Le sorprese non mancano. «Rossi, bianchi, spumanti. Sono tutti adatti ai mesi estivi, purché siano freschi e dalla corposità sottile», spiega Fabiano Guatteri, giornalista esperto di enogastronomia.

«Ci sono ROSSI più delicati di molti bianchi di grande struttura. Una volta i pescatori romagnoli mangiavano la frittura con il sangiovese», aggiunge Guatteri. «Tra i doc dell’Alto Adige, per esempio, un vino non molto concentrato e con bassa gradazione è il Lago di Caldaro.

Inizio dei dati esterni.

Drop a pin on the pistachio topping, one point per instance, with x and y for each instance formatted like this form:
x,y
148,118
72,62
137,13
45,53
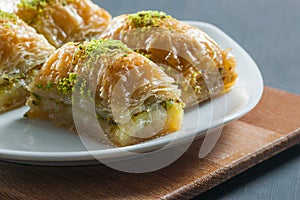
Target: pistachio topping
x,y
37,5
65,85
6,15
103,46
147,18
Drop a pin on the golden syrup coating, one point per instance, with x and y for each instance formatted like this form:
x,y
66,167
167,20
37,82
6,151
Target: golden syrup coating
x,y
22,52
188,54
129,90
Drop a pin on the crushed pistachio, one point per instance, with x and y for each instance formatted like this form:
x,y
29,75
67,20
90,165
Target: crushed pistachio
x,y
39,86
168,104
6,15
147,18
35,103
65,85
103,46
37,5
36,96
49,86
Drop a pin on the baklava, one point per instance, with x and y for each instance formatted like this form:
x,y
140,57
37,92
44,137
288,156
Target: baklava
x,y
62,21
132,95
22,53
199,66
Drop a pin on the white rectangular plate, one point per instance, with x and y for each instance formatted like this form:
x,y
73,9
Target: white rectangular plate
x,y
37,142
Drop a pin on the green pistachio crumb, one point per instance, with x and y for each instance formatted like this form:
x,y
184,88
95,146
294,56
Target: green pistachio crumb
x,y
35,103
6,15
36,96
103,46
147,18
65,85
49,86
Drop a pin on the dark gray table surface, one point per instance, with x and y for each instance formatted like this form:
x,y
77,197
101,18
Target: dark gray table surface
x,y
269,30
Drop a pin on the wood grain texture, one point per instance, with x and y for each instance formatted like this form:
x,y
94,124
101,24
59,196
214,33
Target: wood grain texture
x,y
270,128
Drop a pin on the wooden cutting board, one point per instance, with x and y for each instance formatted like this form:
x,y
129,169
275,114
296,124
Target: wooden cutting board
x,y
270,128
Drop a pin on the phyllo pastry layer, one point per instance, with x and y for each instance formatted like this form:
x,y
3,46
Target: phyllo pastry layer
x,y
188,54
62,21
22,53
134,99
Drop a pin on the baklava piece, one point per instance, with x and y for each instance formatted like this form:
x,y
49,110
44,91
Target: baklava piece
x,y
22,53
188,54
62,21
134,99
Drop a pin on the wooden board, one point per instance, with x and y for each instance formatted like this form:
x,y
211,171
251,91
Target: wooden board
x,y
270,128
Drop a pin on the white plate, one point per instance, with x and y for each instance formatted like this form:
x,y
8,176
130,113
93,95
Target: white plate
x,y
32,141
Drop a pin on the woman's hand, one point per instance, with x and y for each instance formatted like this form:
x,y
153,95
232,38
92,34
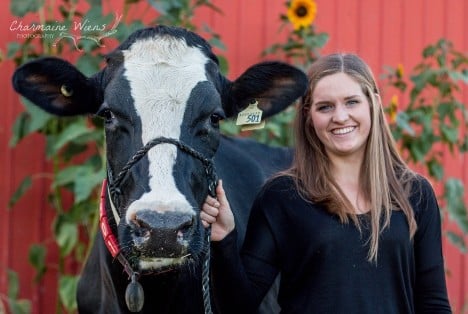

Oppure, il Rossese della Riviera ligure di Ponente. Mentre, al sud, una novità è il Fichimori, prodotto in Puglia da Tormaresca. È chiamato anche “rosso freddo”, perché viene servito a una temperatura di circa 10 gradi».

Spazio poi alle BOLLICINE. «La soluzione estiva potrebbe essere il Blanc de blancs, fatto solo con uve bianche», aggiunge l’enogastronomo.

E BIANCHI di ogni genere. Verdicchio, Moscato, Vermentino. «Sono tutti dissetanti, si sposano con qualsiasi piatto e sono indicati per ogni occasione».

Tra bianco e rosso c’è anche una via di mezzo, nel colore ma non nel gusto: è il ROSATO, una rivincita italiana degli ultimi anni. Secondo Le Figaro, i francesi (leader mondiali nel settore) stappano una bottiglia di rosé ogni quattro; in Italia invece questo vino, delicato, fruttato e adatto a tutti i piatti, è stato spesso considerato di serie B. Colpa di un pregiudizio che lo vedeva soltanto come il frutto di una miscelazione tra rossi e bianchi. Non è più così. E al Vinitaly 2011 è stato molto apprezzato e particolarmente promosso dalla Puglia, tra i primi territori di produzione, per qualità e quantità. «Il Salento ha un’annosa tradizione di rosati».

E le novità d’oltralpe? Champagne on the rocks. «Di sicuro è dissetante, ma se nello champagne ci metti il ghiaccio e una fogliolina di menta, allora diventa un cocktail», scherza Fabiano Guatteri. In un mondo dove l’etichetta ha un valore, anche il nome conta.